5 Although our research has disclosed no Illinois case directly on point, it has generally been stated that one interested merely indirectly as a taxpayer is not so far aggrieved by a decision adverse to his contentions as to have the right of review from a judgment to which he was not a party. (4 C.J.S. Appeal & Error § 183, at 559 (1957).) It has also been stated that unless the taxpayer has a direct pecuniary interest in the proceeding he has no right to appeal from a judgment in a proceeding to which he was not a party. (74 Am.Jur.2d Taxpayers' Actions § 47, at 260 (1974); 4 Am.Jur.2d Appeal & Error § 202, at 708 (1962).) Appellant's interest here is merely that of any other taxpayer. He has not shown how he has suffered any direct pecuniary loss. If aggrieved by the judgment, appellant would only be indirectly aggrieved in some indefinite manner in common with taxpayers generally. Appellant has failed to show a direct, substantial, and immediate interest requisite to bringing this appeal as a nonparty. (Cf. People ex rel. Buchanan v. Mulberry Grove Community High School District No. 34-A (1945), 390 Ill. 341, 61 N.E.2d 256; Nicholas v. Lawrence (1933), 161 Va. 589, 171 S.E. 673.) The motions to dismiss are allowed.

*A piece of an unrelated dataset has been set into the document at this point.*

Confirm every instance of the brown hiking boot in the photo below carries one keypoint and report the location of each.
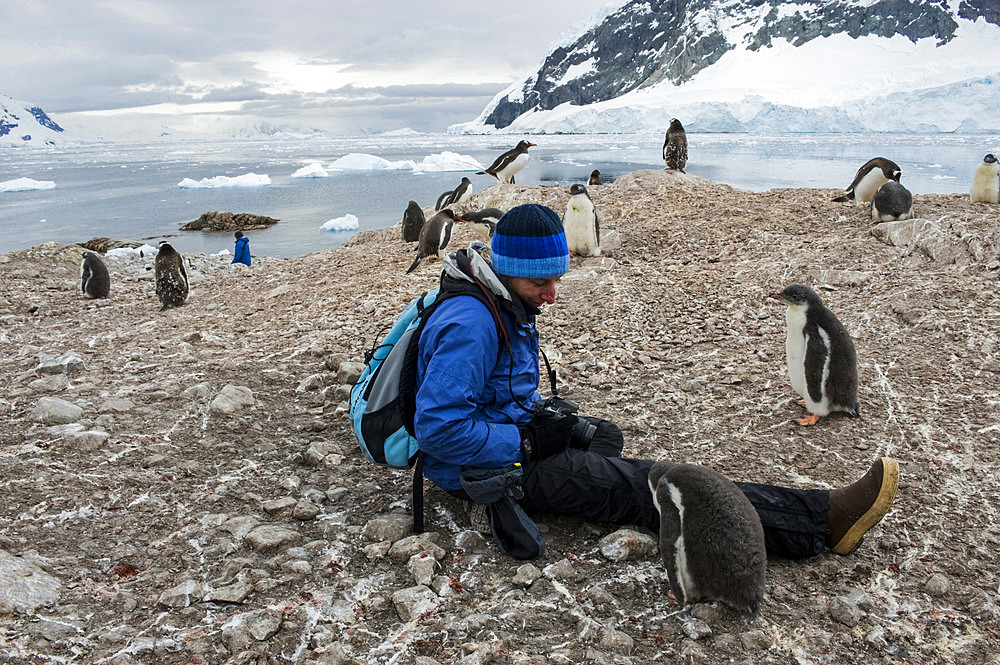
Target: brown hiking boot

By way of motion, Ingram, relying on section 41 of the Civil Practice Act (Ill. Rev. Stat. 1977, ch. 110, par. 41) asks this court to order appellant to reimburse them the amount of reasonable expenses, including attorney's fees, incurred on this appeal on the basis that the appeal is frivolous, harassing, and without foundation in law. Similarly, O'Keeffe requests that the costs involved in this appeal be assessed against appellant.
6 While the provisions of section 41 explicitly relate to trials, it has been held that expenses and attorney's fees incurred in defending a frivolous appeal or one brought without any legal foundation may be taxed on appeal. (Manchester Insurance & Indemnity Co. v. Strom (1970), 122 Ill. App.2d 183, 190, 258 N.E.2d 150; Federal Insurance Co. v. Maritime Shipping Agencies, Inc. (1978), 64 Ill. App.3d 19, 33, 380 N.E.2d 873.) The appellant has proceeded on a novel theory. He allegedly was seeking to protect the public interest, certainly a commendable task. He pursued his position in a litigious manner. And although we conclude he does not have standing to bring the appeal, we believe the cause to be reasonable under the facts of the record. We, therefore, deny Ingram's motion to assess costs pursuant to section 41.
Accordingly, we dismiss the appeal.
PERLIN, P.J., and STAMOS, J., concur.